Logically, this never ends: if someone burning a Koran is responsible for violence in response to that burning, then someone saying it is legally acceptable to burn a Koran is responsible for the person burning the Koran, and eventually we blame Madison and Jefferson and Locke and Aristotle and Socrates.
The media and political and military figures blaming the Floridian -- and I would say his name but I don't know it and I don't care who he is enough to look it up -- are as ignorant and stupid as he is. The people responsible for violence are the ones who do violence, and the people who tell them to engage in violence. That's it. The Floridian is no more responsible for this violence as Sarah Palin is for the shooting of Congresswoman Giffords.
Oh, right.
Of course, I am being a bit unfair: there was literally no connection between Palin and anything she's ever said or done, and Jared Loughner, the man who shot Giffords; yet there is a connection between the burning of the Koran and the violence. But as I said at the time, even if Loughner had acted as the direct result of what Palin had said, it is irrelevant: she said nothing that directly encouraged violence, and she could not be held responsible for Loughner's violent actions in response. The same goes here.
There is a large group of people in America that believes people simply are not responsible for thier own actions: they are too stupid, too unevolved, or too ignorant. This Floridian is among them: he believes the problem is the Koran. Others believe the problem is the burning of the Koran. Call me crazy, but I respect these people enough to believe they are responsible for their own actions, and no reading or burning of a Koran ever made anyone do anything.

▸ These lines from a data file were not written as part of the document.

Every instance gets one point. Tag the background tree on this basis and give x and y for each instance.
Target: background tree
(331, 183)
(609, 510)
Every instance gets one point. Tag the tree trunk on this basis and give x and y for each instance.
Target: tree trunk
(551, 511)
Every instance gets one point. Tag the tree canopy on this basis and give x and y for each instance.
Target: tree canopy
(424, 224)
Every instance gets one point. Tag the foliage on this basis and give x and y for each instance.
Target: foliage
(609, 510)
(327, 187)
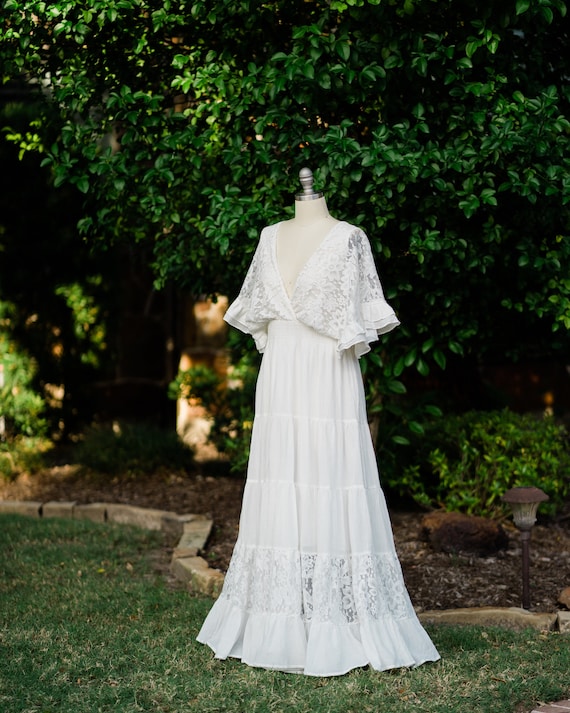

How would the country have responded if some on the right wing started rioting and killing people because, in the early 2000s, George Bush was burned in effigy? Would the country have blamed the anti-Bush protestors who did the burning? Of course not; you may think the rioters were stupid or crazy or evil, but we'd still think they, and only they, were responsible for their own actions. But somehow when the rioting and killing is done by people with less money or lower education or -- dare I say it? -- darker skin, we suddenly absolve them of that responsibility.
Even worse is when the President or a General of the United States tells American citizens they should refrain from certain speech because they are responsible for what other people might do in response. That is the very definition of "chilling effect," and it runs entirely counter to their job, which, as Thomas Jefferson said in the Declaration of Independence, is to secure our rights. What Petraeus and Obama said to the Floridian is far worse than what he did in burning a Koran.
To say we should refrain from exercising our rights because the military might be put in jeopardy is the opposite of the design, which is that the military is put in jeopardy so that we may exercise our rights.
Burn a Koran, or a Bible, or an American flag; depict Jesus as a drug addict, or Joseph Smith as a pedophile, or Mohammed as Mohammed; say whatever you want to, however you want to. Unless you are telling people to act out violently, you are not responsible for the actions of people who do so. I probably won't like your speech, and I may disallow it on my own web sites, but I'll fight to defend your right to say it, and so will our military. And if they don't want that job, then they should quit, and the sooner the better.